Education is more than schooling.
Henry Giroux writes:
Schools represent only one important site where education takes place, where men and women both produce and are the product of specific social and pedagogical relations. Education represents in [Paulo] Freire’s view both a struggle for meaning and a struggle over power relations…
Education is that terrain where power and politics are given a fundamental expression, since it is where meaning, desire, language, and values engage and respond to the deeper beliefs about the very nature of what it means to be human, to dream, and to name and struggle for a particular future and way of life.
As a referent for change, education represents…the need for a passionate commitment by educators to make the political more pedagogical, that is, to make critical reflection and action a fundamental part of a social project that not only engages forms of oppression but also develops a deep and abiding faith in the struggle to humanize life itself. Henry A. Giroux, Introduction, The Politics of Education)
Too often, especially in the past few decades, we link education and politics in a negative way.
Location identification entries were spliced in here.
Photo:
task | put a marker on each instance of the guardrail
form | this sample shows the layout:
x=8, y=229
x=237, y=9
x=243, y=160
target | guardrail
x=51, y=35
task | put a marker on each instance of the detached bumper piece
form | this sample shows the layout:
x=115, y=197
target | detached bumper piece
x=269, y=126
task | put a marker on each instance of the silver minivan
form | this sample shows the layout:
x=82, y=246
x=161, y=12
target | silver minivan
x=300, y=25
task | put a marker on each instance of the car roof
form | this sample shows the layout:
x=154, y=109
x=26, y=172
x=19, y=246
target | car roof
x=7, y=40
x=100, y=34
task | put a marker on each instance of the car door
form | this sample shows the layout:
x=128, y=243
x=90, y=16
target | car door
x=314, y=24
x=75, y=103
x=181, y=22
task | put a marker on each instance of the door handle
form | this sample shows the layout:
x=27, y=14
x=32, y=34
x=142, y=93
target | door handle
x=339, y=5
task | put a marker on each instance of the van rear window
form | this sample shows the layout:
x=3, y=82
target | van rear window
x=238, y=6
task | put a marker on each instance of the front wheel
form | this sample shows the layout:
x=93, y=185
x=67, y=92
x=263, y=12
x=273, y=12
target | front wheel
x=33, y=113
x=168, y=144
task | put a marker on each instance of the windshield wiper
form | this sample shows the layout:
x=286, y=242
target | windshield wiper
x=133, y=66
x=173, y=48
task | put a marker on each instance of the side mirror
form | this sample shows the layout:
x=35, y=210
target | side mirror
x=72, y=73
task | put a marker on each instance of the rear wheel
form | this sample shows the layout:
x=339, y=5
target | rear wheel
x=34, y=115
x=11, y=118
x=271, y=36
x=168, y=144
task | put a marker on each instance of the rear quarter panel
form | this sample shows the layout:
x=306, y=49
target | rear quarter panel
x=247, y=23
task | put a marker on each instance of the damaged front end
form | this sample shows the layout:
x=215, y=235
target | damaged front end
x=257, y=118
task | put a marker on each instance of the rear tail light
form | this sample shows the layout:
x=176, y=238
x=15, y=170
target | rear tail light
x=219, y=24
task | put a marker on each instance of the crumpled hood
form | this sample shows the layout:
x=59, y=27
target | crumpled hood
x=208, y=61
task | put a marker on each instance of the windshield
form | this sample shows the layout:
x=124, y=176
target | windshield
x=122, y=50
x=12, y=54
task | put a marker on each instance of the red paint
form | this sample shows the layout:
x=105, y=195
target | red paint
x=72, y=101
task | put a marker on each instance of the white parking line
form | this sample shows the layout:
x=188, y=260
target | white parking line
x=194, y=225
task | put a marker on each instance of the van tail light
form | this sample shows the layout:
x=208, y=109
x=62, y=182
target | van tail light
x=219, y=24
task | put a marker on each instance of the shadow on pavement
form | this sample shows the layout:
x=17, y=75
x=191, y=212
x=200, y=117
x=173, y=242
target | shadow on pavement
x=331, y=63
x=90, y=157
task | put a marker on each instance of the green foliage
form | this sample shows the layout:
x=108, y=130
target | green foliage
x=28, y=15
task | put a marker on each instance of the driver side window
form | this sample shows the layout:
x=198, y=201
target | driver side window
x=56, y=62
We speak as if all things “political” should be somehow kept out of classrooms, excluded from education, pretending education is or should be neutral.“Political” and politics become dirty words, associated with disruption, frustration, partisanship, and division.
But education is never neutral, nor should we pretend that it is.
Ira Shor writes:
No curriculum can be neutral. All forms of education are political because they can enable or inhibit the questioning habits of students, thus developing or disabling their critical relation to knowledge, schooling, and society. Education can socialize students into critical thought or into dependence on authority, that is, into autonomous habits of mind or into passive habits of following authorities, waiting to be told what to do and what things mean…the contents included and excluded in curriculum are political choices. (Empowering Education, pp. 12-13)
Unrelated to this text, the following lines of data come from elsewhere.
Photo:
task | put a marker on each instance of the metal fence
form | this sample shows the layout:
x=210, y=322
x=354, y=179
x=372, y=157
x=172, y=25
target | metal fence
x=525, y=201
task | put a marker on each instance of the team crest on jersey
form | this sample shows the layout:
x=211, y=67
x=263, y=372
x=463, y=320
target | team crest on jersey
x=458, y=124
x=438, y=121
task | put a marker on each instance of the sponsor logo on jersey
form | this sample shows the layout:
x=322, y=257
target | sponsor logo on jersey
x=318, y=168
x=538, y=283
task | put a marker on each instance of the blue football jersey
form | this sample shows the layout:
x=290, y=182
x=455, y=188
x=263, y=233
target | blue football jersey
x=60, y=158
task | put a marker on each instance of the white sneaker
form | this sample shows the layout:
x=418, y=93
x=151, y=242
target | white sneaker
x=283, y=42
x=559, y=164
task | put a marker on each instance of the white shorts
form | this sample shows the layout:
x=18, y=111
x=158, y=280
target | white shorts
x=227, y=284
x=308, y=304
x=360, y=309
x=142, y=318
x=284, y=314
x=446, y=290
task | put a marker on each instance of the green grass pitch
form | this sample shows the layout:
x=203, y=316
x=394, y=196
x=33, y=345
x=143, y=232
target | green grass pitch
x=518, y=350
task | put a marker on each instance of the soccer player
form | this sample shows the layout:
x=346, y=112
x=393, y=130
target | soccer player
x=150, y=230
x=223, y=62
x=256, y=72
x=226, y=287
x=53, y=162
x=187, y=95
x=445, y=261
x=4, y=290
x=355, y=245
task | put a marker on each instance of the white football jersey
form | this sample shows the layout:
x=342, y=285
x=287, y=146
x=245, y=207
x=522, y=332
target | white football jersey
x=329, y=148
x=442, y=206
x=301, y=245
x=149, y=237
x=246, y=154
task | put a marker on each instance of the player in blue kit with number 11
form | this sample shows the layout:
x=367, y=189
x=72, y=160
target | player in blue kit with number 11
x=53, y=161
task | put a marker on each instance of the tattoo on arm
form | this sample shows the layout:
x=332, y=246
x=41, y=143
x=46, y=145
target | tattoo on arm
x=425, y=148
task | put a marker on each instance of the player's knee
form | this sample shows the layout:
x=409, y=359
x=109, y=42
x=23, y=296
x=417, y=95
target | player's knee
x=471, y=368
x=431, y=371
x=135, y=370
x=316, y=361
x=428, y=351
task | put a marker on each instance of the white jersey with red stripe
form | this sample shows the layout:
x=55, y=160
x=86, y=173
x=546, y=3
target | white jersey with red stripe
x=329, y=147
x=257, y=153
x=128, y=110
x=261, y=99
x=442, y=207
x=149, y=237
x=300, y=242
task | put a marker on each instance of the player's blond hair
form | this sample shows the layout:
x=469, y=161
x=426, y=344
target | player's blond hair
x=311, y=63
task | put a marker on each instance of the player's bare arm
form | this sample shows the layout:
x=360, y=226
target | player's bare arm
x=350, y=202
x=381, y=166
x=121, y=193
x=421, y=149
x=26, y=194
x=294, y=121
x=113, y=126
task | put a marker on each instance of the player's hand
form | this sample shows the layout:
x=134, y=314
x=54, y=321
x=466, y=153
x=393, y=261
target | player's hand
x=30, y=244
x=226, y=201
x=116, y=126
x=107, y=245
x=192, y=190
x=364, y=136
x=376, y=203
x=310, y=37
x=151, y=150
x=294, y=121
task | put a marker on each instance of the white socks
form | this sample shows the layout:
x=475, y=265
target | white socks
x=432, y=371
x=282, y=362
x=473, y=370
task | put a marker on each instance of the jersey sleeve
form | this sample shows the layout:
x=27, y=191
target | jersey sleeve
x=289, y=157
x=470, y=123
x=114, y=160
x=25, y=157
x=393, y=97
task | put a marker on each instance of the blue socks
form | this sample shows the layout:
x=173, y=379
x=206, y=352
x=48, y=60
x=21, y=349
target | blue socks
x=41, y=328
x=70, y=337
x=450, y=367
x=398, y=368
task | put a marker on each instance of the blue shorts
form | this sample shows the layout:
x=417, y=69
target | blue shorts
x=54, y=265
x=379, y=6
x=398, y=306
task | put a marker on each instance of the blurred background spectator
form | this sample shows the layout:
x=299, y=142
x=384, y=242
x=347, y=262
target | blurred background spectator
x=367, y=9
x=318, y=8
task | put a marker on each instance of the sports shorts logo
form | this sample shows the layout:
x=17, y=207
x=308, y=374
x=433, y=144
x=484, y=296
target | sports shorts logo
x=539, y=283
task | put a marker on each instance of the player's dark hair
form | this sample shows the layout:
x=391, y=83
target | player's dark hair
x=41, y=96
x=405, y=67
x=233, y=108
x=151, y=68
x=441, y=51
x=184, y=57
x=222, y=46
Shor goes on to argue that this political, empowering education fundamentally questions the status quo and intentionally develops a critical curiosity and habit of inquiry that are key traits in change agents who seek to transform individuals’ and society’s basic assumptions about our world (McLaren 1989). “Political,” then, becomes a stand-in not for divisive or disruptive but for an education that is engaged, inquisitive, and unaccepting of status quo explanations of the world in which we live.
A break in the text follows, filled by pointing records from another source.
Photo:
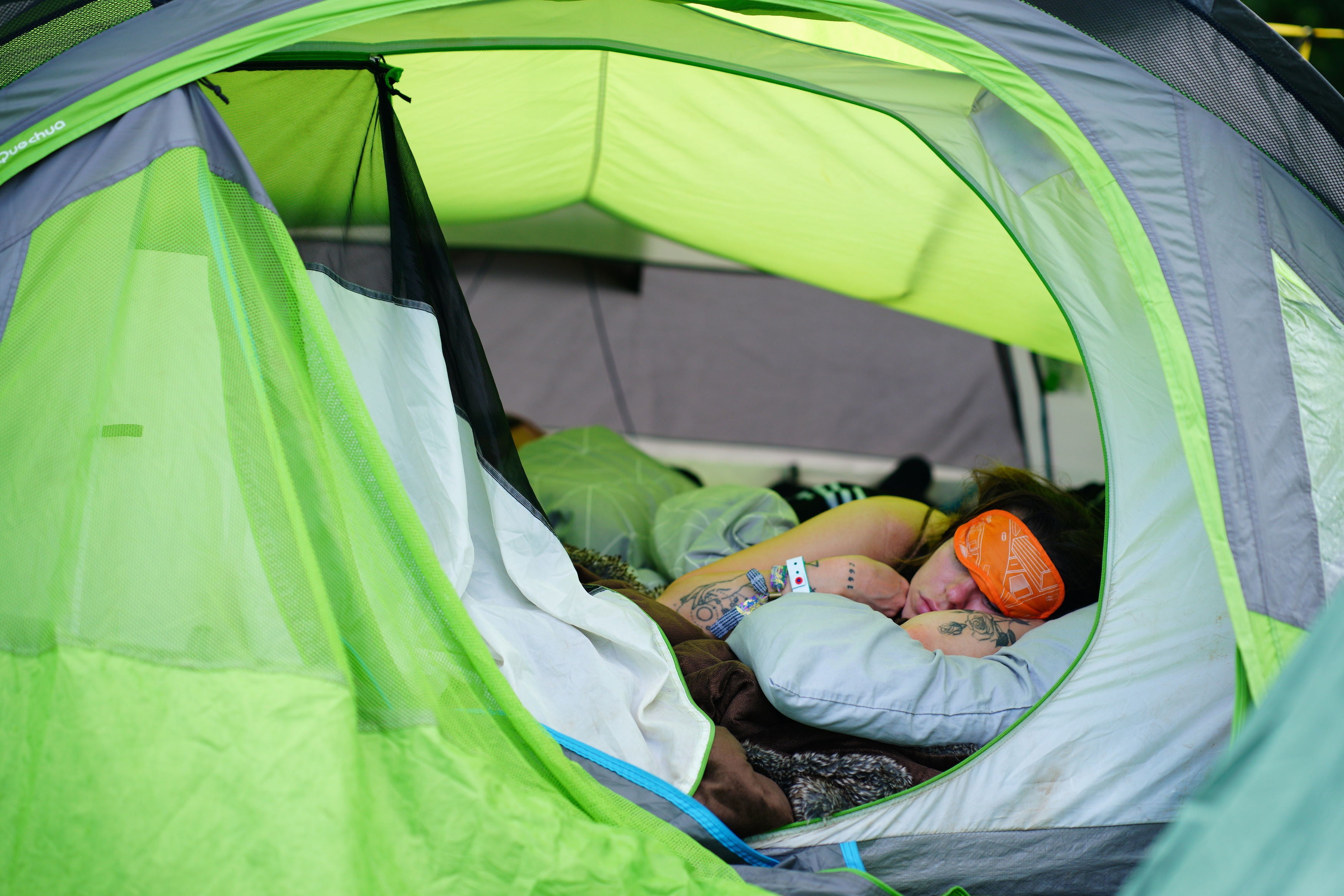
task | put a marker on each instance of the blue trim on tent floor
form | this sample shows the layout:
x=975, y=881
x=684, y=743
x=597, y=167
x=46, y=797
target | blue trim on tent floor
x=850, y=852
x=689, y=805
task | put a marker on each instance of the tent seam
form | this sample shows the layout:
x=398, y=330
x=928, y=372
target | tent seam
x=11, y=292
x=599, y=126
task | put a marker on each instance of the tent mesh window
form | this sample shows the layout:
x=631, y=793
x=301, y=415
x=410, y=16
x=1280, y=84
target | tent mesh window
x=34, y=31
x=350, y=191
x=1283, y=107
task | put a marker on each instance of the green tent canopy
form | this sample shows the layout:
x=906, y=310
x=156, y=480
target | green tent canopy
x=280, y=612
The issue is that we have been trained by recent educational policy to think of education as the three R’s, as assessments, as graduation rates, and as facts memorized and skills learned.
This kind of education, as Shor and others have pointed out, socializes toward a life of acceptance, contentment, and complacency.
Quite the opposite, education that empowers socializes students and teachers for a life of inquiry, activism, and change making. Shor asserts that this type of empowering education is participatory, affective, problem-posing, situated, multicultural, dialogic, desocializing, democratic, researching, interdisciplinary, and activist (p. 17).
This project, Why Are Our Teachers Racist? , endeavors to hit all of these marks through an approach called Participatory Action Research and hopes to act as an example of an attempt toward empowering education.